Other deficiencies were related to risk analysis and filter maintenance, as well as the need for an overview of the emergency response resources, she added.

The fire broke out in the air intake of a gas turbine generator, the PSA said, where filters had likely auto-ignited after being clogged by insects.

The filters had not been replaced since 2015, while Equinor had previously changed them every two years, it added.

No workers were injured in the six-hour blaze.

The watchdog ordered Equinor to ensure operations staff had access to the information needed to ensure safe operations and to demonstrate the plant has adequate staffing and competence to deal with all conditions.

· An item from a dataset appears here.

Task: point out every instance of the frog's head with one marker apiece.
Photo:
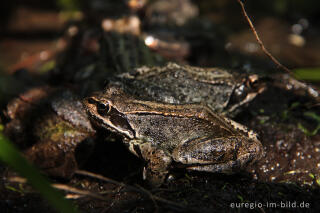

The company must present a plan for complying with the orders by June 1 and address the issues raised before the plant can restart, the PSA said.

"We take this incident very seriously... and we will respond in a thorough and timely manner," Irene Rummelhoff, Equinor's head of marketing, midstream and processing, told Reuters.

Rummelhoff added the company's own investigation would look into why the filters had not been replaced earlier.

Europe's only large-scale LNG plant, at Melkoeya island just outside the Arctic town of Hammerfest, can process 18 million cubic meters (mcm) of gas per day when fully operational.

Gas is piped from the offshore Snoehvit field some 160 km (100 miles) away in the Barents Sea, which was also forced to shut as a result of the plant's closure.

On Dec. 2, a fire in a compressor building shut down operations at Equinor's methanol plant at Tjeldbergodden. The PSA is also investigating this incident but has not yet published its findings.